When I saw my mom pull an “I Believe Anita” T-shirt over her Ann Taylor suit back in 1991, I knew something significant had happened to draw her out, especially knowing how much she hated how she looked in T-shirts.
Revisiting that time is a new film called “Anita,” by Sun Valley resident and acclaimed feature documentary film Academy Award-winner Freida Lee Mock. The film—about Hill’s life since testifying before the Senate Judicial Committee during the confirmation hearing of U.S. Supreme Court nominee Clarence Thomas and the resulting groundbreaking legislation against workplace sexual harassment—is set to screen at the upcoming seventh annual Family of Woman Film Festival in Sun Valley.
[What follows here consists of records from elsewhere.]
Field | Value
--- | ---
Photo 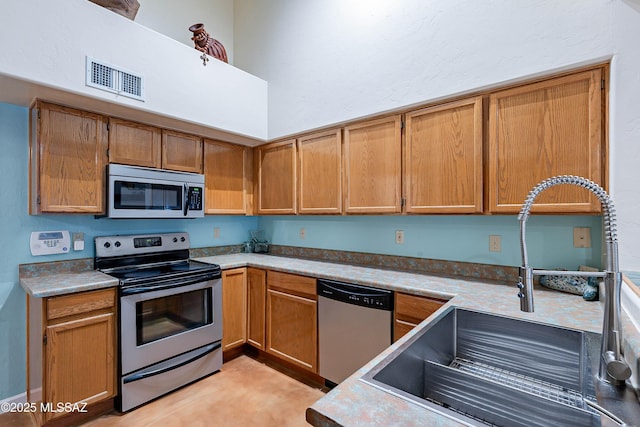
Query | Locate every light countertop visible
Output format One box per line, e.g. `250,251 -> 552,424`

20,270 -> 118,298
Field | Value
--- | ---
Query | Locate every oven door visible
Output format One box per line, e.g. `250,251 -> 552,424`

120,279 -> 222,375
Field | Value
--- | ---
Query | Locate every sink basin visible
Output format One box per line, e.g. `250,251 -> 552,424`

362,307 -> 601,427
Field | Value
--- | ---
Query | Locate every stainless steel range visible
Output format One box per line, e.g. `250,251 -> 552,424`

95,233 -> 222,411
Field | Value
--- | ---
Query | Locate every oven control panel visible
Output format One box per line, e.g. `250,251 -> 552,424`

95,233 -> 190,257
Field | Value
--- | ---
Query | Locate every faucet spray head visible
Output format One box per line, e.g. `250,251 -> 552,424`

517,266 -> 533,313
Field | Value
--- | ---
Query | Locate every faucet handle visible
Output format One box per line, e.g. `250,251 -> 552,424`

604,351 -> 631,383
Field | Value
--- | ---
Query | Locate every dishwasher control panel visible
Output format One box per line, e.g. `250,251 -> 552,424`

318,279 -> 393,311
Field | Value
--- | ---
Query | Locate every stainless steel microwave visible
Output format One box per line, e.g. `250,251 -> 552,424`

107,164 -> 205,218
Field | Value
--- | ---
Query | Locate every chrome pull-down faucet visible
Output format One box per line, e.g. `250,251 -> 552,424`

518,175 -> 631,384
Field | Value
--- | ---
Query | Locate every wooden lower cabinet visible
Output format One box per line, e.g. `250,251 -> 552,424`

393,292 -> 447,342
266,271 -> 318,373
27,288 -> 117,425
247,267 -> 267,350
222,268 -> 247,351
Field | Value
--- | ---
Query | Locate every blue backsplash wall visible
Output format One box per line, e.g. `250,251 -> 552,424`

0,103 -> 601,400
258,215 -> 602,269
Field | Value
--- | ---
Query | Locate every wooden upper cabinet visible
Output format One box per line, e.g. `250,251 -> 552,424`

488,68 -> 605,213
204,139 -> 250,214
344,115 -> 402,213
257,139 -> 296,214
298,129 -> 342,214
29,101 -> 108,214
404,97 -> 483,213
162,129 -> 202,173
109,117 -> 162,168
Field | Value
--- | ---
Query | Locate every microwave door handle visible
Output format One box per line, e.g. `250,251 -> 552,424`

182,182 -> 190,216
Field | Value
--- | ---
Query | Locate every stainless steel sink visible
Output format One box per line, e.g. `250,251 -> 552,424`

362,307 -> 637,427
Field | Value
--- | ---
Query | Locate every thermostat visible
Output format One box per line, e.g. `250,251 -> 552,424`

29,230 -> 71,256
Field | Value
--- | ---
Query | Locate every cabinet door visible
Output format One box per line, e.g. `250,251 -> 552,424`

488,69 -> 604,213
298,129 -> 342,214
222,268 -> 247,350
267,289 -> 318,373
257,139 -> 296,214
404,97 -> 483,213
44,313 -> 116,420
204,139 -> 248,214
109,117 -> 162,168
247,267 -> 267,350
162,129 -> 202,173
30,101 -> 108,214
344,115 -> 402,213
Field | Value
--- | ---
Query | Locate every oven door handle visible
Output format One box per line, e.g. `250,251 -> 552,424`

122,341 -> 222,384
120,275 -> 215,296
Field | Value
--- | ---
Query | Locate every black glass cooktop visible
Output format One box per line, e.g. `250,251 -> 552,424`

105,260 -> 220,282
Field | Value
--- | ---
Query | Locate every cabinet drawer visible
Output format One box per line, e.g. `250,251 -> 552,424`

47,288 -> 116,320
395,292 -> 447,324
267,271 -> 316,300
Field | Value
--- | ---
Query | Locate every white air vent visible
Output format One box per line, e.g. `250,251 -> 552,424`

86,56 -> 144,101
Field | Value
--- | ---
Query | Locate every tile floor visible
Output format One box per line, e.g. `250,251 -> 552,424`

0,356 -> 324,427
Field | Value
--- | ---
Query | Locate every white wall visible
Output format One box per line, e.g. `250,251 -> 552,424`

0,0 -> 267,140
234,0 -> 640,271
135,0 -> 233,64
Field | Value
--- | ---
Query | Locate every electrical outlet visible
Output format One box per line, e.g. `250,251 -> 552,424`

573,227 -> 591,248
489,234 -> 502,252
71,232 -> 84,251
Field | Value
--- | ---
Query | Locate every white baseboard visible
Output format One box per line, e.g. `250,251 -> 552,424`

0,391 -> 27,414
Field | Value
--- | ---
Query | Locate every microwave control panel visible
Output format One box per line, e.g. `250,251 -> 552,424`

29,230 -> 71,256
189,187 -> 202,211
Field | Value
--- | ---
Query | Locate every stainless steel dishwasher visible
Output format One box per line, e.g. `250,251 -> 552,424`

317,279 -> 393,386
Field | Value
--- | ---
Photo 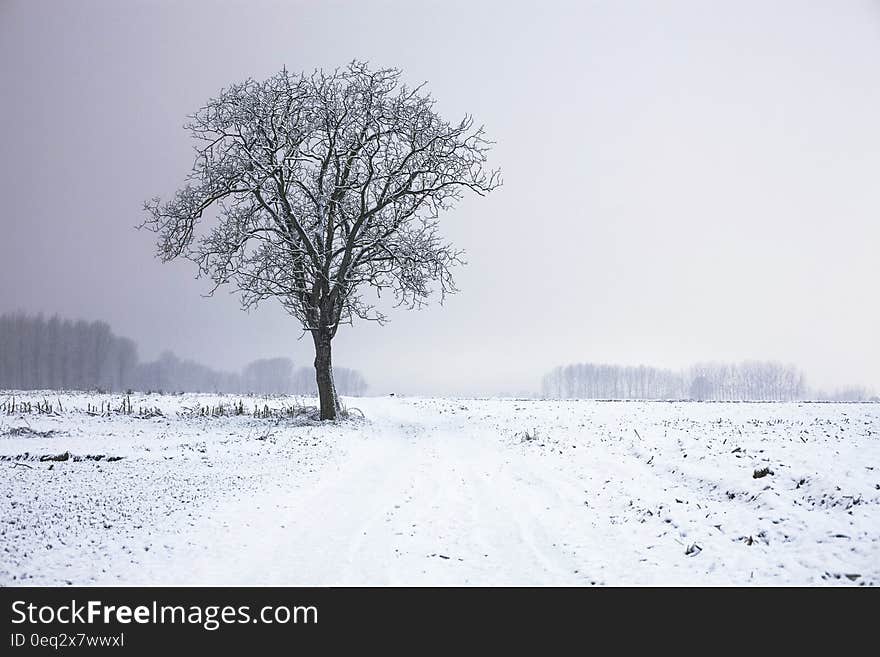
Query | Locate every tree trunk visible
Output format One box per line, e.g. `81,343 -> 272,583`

312,329 -> 339,420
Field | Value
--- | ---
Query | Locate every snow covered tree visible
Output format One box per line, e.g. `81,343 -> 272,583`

144,61 -> 500,419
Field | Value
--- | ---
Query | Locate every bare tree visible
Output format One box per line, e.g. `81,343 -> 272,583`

144,62 -> 500,419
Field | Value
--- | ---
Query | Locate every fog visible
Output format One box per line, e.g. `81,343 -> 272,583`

0,0 -> 880,395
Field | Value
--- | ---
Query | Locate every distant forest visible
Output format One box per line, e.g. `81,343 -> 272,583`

541,361 -> 876,401
0,313 -> 367,396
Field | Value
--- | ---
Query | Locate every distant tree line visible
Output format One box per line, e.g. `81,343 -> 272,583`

0,313 -> 367,396
541,361 -> 872,401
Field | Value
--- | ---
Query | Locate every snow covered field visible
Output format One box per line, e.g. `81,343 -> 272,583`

0,393 -> 880,586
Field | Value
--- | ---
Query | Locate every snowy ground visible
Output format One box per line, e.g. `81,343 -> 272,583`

0,393 -> 880,586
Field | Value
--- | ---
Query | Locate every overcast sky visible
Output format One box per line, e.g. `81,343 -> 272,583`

0,0 -> 880,394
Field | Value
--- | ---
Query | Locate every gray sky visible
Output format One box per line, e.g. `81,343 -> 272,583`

0,0 -> 880,394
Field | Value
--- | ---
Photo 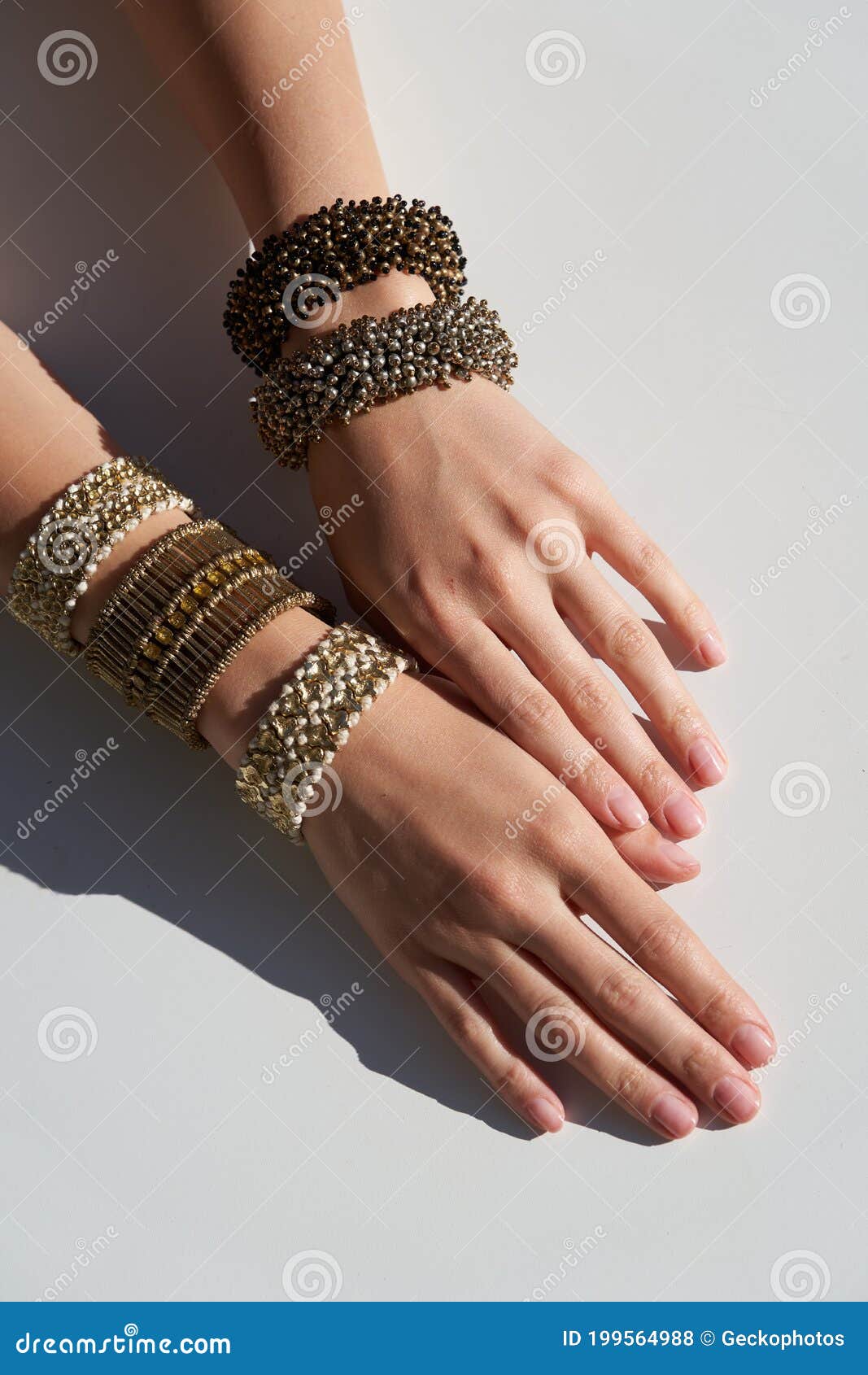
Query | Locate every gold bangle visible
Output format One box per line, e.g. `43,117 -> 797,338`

235,624 -> 417,845
8,456 -> 193,656
85,520 -> 334,749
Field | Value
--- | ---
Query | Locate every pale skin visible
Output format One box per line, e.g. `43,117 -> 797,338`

0,329 -> 773,1138
0,0 -> 773,1138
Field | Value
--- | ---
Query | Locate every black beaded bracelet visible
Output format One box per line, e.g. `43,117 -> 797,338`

251,297 -> 518,468
223,195 -> 466,373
Scheduled for March 7-9 at the Sun Valley Opera House, the festival supports the United Nations Population Fund (UNFPA), which works in more than 150 countries to achieve a world in which every pregnancy is
wanted, every childbirth is safe and every young person’s potential is fulfilled.
“This year’s films were selected to represent a broad range of what the festival theme, Women and Education, might mean,” said festival co-chair Peggy Elliott Goldwyn. “While Anita Hill speaks to the power of truth, a small girl in Afghanistan only has a fantasy of school, and an illiterate slum-dweller in Brazil finds life itself has given her an education.”
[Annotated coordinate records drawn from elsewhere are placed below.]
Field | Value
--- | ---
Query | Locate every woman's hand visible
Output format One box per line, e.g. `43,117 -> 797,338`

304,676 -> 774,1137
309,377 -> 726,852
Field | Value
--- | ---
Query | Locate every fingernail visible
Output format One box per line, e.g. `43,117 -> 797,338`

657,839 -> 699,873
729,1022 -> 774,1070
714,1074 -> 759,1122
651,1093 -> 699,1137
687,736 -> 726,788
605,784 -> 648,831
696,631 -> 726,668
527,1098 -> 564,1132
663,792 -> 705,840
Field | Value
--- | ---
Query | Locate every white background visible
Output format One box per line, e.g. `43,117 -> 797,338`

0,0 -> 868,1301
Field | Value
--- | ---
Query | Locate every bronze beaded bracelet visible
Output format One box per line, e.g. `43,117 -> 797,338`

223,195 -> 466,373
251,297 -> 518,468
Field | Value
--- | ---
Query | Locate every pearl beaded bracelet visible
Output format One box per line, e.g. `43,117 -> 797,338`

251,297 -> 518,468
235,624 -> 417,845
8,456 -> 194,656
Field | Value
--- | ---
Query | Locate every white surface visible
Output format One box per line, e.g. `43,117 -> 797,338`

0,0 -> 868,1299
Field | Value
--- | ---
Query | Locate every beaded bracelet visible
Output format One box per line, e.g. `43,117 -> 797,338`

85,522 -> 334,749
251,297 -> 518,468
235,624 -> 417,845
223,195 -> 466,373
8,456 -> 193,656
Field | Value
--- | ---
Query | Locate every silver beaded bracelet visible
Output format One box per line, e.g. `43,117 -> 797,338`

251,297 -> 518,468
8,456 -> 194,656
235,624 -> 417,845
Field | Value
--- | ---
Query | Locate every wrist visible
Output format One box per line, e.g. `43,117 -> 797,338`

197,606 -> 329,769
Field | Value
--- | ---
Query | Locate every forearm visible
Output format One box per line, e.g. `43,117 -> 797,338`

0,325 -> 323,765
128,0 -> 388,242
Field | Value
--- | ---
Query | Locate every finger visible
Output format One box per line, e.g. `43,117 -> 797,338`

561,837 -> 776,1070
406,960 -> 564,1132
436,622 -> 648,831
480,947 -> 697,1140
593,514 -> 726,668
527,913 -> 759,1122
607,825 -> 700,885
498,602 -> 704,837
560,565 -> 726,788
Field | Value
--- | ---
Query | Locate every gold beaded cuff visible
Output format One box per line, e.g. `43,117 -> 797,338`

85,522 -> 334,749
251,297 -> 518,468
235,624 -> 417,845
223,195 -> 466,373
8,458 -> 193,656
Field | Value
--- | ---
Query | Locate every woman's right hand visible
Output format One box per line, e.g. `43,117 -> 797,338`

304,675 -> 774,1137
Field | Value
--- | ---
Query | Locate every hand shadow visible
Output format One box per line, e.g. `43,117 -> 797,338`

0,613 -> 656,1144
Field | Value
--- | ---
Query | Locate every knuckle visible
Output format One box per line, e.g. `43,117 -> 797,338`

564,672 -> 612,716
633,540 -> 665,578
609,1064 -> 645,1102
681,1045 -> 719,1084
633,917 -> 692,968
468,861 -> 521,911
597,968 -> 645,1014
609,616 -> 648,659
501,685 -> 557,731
Other films for the 2014 festival include “Rafea, Solar Mama” by Mona Eldaief and Jehane Noujaim, from Jordan; “Tall as the Baobab Tree” by Jeremy Teicher, from Senegal; “Bay of All Saints” by Annie Eastman, from Brazil; and “Buddha Collapsed Out of Shame” by Hana Makhmalbaf, from Iran.
“The festival presents the clear need to educate and empower women and girls for the future
of the world.”
“Rafea, Solar Mama” documents the real-life story of Rafea, a Bedouin woman who struggles against tradition and society as she seeks to become the first solar engineer in Jordan. Living with her daughters in one of Jordan’s poorest desert villages on the Iraqi border, Rafea travels to India to attend the Barefoot College, where illiterate grandmothers from around the world are trained in six months to be solar engineers.
“Tall as the Baobab Tree,” a feature-length dramatic film shot in Senegal, is a student Academy Award-nominated film by Jeremy Teicher. Rooted in reality, the film tells the story of Coumba and her little sister Debo, who are the first to leave their family’s remote African village to attend school. But when an accident suddenly threatens their family’s survival, their father decides to sell 11-year-old Debo into an arranged marriage.
“Bay of All Saints” is a feature documentary filmed over six years by Annie Eastman in Brazil. Through an introduction by a handyman, who became an integral part of the story, Eastman met Geni, Jesus and Doña Maria, three single mothers, who, though illiterate, found their voices and roles as leaders in the ongoing fight to save their stilt community on a bay from destruction.
“Buddha Collapsed Out of Shame” is a dramatic feature-length film from Afghanistan. Amid the rubble from statues of Buddha blown up by the Taliban, poor families live in caves at the foot of the cliffs. Baktay, a 6-year-old Afghan girl, is challenged to go to school by her neighbor’s son who proudly reads his lessons. Finding the money to buy a precious notebook and taking her mother’s lipstick for a pencil, Baktay sets out. On her way, she is harassed by boys playing games that mimic the terrible violence they have witnessed.
“The Family of Woman Film Festival presents the clear need to educate and empower women and girls for the future of the world,” said festival Co-chair Stephanie Freid-Perenchio. “Every year for the past seven years, our films portray this mandate, the challenges women and their families face and their successes.”